Managing Fear through Faith
Advocates of responsible, farsighted foreign policy approaches face unique communications challenges in fearful times, when strong public emotions are vulnerable to being channeled in unproductive directions. U.S. in the World’s Managing the Fear Factor project is helping diverse opinion leaders understand and meet these challenges. Through this project, we’ve begun to reach out to faith leaders, whose role in managing fear is arguably more important than ever, given the likelihood that there will continue to be terrorist attacks and attempted attacks on the United States for which religious justification is claimed. What can religious leaders and communities do and say – starting now – to discourage scapegoating, counter the manipulation of fear, and prevent further unraveling of the social and political fabric of American life at moments of great national stress?
In late March, U.S. in the World took a step toward addressing this large question at a conference on Managing Fear Through Faith, co-hosted with the Rockefeller Brothers Fund and the Bradley Hills Presbyterian Church in Bethesda, MD. The conference brought together leaders from the three Abrahamic faiths to discuss the ways their respective religions and communities have responded to fear, both historically and recently.

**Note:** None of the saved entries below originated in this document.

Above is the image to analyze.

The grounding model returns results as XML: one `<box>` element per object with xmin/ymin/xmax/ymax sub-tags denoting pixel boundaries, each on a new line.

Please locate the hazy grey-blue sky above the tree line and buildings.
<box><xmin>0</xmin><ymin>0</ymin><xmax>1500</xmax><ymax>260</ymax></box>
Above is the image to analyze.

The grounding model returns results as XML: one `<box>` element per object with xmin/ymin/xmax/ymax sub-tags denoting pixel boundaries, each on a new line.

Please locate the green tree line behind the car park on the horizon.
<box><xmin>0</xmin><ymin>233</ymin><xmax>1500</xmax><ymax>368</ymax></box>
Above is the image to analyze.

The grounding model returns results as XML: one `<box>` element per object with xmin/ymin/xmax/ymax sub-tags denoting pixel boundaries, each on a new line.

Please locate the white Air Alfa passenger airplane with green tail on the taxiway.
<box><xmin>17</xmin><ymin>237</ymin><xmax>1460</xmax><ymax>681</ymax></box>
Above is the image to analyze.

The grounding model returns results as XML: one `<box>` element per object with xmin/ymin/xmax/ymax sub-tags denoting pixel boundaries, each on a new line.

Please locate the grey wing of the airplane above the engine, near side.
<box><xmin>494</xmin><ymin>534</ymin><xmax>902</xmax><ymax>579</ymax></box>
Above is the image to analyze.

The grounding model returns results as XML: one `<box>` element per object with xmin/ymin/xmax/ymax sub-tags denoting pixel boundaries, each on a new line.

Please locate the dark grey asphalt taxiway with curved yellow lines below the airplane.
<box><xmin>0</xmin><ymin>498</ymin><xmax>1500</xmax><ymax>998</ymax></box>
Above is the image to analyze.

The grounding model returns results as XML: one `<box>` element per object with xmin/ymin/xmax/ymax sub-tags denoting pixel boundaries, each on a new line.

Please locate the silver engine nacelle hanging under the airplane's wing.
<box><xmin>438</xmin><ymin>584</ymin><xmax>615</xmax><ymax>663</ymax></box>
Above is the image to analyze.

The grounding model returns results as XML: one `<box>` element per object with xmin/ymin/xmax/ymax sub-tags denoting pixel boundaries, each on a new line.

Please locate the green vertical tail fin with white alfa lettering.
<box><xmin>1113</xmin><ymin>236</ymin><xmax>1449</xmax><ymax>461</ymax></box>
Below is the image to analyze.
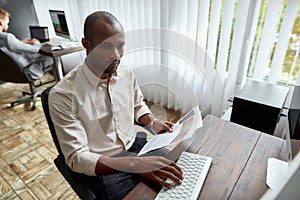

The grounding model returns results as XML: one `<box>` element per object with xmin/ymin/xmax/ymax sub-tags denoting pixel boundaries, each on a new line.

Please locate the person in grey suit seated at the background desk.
<box><xmin>0</xmin><ymin>8</ymin><xmax>53</xmax><ymax>80</ymax></box>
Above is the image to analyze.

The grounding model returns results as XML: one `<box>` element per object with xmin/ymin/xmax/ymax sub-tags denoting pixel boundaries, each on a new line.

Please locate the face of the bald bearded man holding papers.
<box><xmin>87</xmin><ymin>19</ymin><xmax>125</xmax><ymax>76</ymax></box>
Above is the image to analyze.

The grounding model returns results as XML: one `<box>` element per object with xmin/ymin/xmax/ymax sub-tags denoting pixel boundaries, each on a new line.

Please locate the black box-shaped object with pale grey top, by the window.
<box><xmin>230</xmin><ymin>81</ymin><xmax>289</xmax><ymax>135</ymax></box>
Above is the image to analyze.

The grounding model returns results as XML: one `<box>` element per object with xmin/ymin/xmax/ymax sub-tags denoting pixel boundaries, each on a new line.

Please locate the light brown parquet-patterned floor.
<box><xmin>0</xmin><ymin>74</ymin><xmax>180</xmax><ymax>200</ymax></box>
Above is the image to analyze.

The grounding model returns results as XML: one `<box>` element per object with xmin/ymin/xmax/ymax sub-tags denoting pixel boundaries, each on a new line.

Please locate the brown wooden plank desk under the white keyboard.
<box><xmin>125</xmin><ymin>115</ymin><xmax>299</xmax><ymax>200</ymax></box>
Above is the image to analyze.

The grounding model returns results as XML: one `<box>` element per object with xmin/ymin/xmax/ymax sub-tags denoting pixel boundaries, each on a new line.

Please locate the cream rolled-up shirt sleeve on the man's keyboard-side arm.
<box><xmin>49</xmin><ymin>88</ymin><xmax>101</xmax><ymax>176</ymax></box>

Highlights of the discussion were subsequently presented at a briefing for Connect US members in April (PowerPoint posted here).
Looking back on the conference, we want to share some reflections on potential opportunities and obstacles that we think merit further attention going forward – and on which we invite your comments. This first post focuses on an opportunity; in the next post, we’ll talk about some of the obstacles.
It’s easy to imagine faith leaders playing a critical role in calming individual fears and comforting the stricken after a major terrorist event. But research commissioned and reviewed by USITW suggests that moderating personal fears is not necessarily sufficient to promote a different kind of public thinking about how we, as a nation and as a society, should respond to the terrorism threat. Opinion leaders also need to encourage communal activities that address the real concerns people have while drawing them out of fear and into positive affiliation with others – including those who are different from themselves. Constructing opportunities for this kind of affiliative action may be one of the most important things leaders can do to reduce public fearfulness and, perhaps, to reduce the appeal of precipitous reactions that are based on fear.
Large public demonstrations of shared sorrow and sober determination after the event (as in Madrid, after the attacks of 3/11/04) are one form of affiliative, healing action. But opinion leaders should also be thinking about how to communicate in ways that encourage positive, affiliative action before a crisis. Is it possible to invite citizens to imagine how they would like their community, their institutions, and their leaders to react in future moments of great national stress? Are there ways of engaging Americans in laying the groundwork now for such a response?
While this kind of communication may not come naturally to policy experts and policy advocates, it would seem to be a very natural and appropriate way for people of faith to talk and think. As we learned from background papers prepared for the interfaith conference by three young religious scholars, all of the Abrahamic traditions seem to address the role of faith in transforming the energy of fear into a different kind of force – a force for humility, for service, for community, for the common good. By encouraging such a transformation through action and shared experience, faith leaders and communities could make an especially important contribution to shaping a more constructive public conversation about terrorism and security.